Back in 2011, Ward talked a New York restaurateur into trying something called casu marzu. It is an sheep's milk cheese produced on the Mediterranean island of Sardinia. Casu marzu is cut open and left outside to age. Flies, as flies do, swarm to the stuff and lay eggs. When the larvae hatch — as larvae do — the maggots start chowing down. (Sometimes, the locals intentionally introduce the larvae.)
Some try to separate maggot from cheese before eating. Some don't. Ward didn't.
"It's incredibly intense," she says. "It's kind of hard to get over the fact, mentally, that you're eating live bugs.

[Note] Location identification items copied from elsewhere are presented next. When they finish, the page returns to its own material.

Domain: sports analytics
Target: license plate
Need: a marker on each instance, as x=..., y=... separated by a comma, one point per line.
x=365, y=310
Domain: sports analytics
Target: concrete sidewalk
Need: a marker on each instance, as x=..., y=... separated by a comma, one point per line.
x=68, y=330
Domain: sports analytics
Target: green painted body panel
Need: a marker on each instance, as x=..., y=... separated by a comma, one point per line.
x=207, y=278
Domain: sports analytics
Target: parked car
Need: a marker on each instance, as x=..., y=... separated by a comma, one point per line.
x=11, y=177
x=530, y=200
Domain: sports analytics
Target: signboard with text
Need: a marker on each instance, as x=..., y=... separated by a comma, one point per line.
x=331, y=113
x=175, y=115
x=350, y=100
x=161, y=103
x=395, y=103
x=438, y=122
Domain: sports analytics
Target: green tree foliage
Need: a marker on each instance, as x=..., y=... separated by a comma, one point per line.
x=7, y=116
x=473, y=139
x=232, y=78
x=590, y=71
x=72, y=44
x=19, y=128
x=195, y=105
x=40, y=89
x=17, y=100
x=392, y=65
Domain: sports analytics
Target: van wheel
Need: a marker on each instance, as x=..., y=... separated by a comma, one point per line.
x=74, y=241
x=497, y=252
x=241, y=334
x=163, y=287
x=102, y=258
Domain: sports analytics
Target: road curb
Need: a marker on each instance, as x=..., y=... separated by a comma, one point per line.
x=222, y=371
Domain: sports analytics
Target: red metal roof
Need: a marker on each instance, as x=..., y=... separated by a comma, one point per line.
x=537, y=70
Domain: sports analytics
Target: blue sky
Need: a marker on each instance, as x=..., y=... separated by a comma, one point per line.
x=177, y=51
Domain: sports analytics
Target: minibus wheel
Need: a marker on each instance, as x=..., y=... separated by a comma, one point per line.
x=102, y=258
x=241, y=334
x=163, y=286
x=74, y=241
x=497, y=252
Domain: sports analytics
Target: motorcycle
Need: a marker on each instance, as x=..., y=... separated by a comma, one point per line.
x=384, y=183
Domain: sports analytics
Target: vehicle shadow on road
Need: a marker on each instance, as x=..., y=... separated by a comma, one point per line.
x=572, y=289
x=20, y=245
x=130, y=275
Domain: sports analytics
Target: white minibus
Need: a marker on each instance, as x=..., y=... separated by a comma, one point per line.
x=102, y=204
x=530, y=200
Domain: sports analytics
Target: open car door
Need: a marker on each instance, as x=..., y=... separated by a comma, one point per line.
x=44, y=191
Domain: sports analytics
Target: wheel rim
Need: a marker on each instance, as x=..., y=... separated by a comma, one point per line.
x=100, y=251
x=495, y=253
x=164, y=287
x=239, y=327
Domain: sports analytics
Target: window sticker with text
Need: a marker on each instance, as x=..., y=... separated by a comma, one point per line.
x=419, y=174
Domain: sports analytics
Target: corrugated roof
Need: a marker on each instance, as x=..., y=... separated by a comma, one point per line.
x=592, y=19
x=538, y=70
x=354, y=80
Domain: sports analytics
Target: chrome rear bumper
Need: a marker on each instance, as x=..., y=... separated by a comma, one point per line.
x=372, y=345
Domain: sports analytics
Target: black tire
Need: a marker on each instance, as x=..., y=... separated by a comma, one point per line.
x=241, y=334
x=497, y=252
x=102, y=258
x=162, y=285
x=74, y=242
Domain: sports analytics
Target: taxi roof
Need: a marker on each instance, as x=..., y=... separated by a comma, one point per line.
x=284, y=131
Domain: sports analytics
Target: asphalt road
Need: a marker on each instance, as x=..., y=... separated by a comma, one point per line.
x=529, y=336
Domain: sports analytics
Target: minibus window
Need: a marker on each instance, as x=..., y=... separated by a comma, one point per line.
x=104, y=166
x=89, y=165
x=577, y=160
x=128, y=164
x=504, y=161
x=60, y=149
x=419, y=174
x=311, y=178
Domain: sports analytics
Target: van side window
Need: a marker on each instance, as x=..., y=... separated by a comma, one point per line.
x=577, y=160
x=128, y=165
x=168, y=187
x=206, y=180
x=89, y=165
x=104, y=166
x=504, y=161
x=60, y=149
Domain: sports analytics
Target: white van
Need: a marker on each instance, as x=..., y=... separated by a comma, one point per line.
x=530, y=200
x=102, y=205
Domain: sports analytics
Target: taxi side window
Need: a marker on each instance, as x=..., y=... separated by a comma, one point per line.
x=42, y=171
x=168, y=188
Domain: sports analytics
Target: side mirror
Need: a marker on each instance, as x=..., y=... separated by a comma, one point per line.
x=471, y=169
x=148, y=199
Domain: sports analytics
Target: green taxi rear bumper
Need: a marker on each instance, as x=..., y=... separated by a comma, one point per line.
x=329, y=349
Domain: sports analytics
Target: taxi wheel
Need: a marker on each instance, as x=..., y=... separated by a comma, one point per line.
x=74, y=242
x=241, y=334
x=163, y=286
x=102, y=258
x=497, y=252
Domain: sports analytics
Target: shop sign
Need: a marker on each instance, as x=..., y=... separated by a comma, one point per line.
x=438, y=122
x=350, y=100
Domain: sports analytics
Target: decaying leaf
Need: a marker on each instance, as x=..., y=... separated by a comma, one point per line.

I think I would enjoy it if it didn't have live bugs.”
Ward likens the taste to a very strong pecorino — a hard, sheep's milk cheese from Italy — and the aftertaste to nothing she's ever had before. Still, it's an experience she's glad she had. "I just happened to be in the right place with the right cheese spirit at the right time," Ward says.
Backing off the strangeness
For adventurous — but not quite that adventurous — cheese lovers, Thorpe suggests something with a washed rind. The rind is cleansed with salt water. That contributes to a rather hefty attack of bacteria. And that makes the cheese, shall we say, stink.
Still, try it. "The bark is far worse than the bite in these cheeses," Thorpe insists.
The International Dairy Foods Association reports that, on average, every man, woman and macaroni-and-cheese-loving kid in America ate more than 33.7 pounds of cheese in 2013. Cheese.com lists more than 1,750 different cheeses, from 74 different countries. There are countless variations.
So both Ward and Thorpe invite food lovers to try the possibilities. "Maybe not to my extreme," says Ward, who always orders her bagels with extra cream cheese.
The point is, there is plenty of cheese out there be sampled, even if you’re not into mites or maggots or cheese that smells like the inside of a sweaty sneaker.
You just have to be willing to fall in love.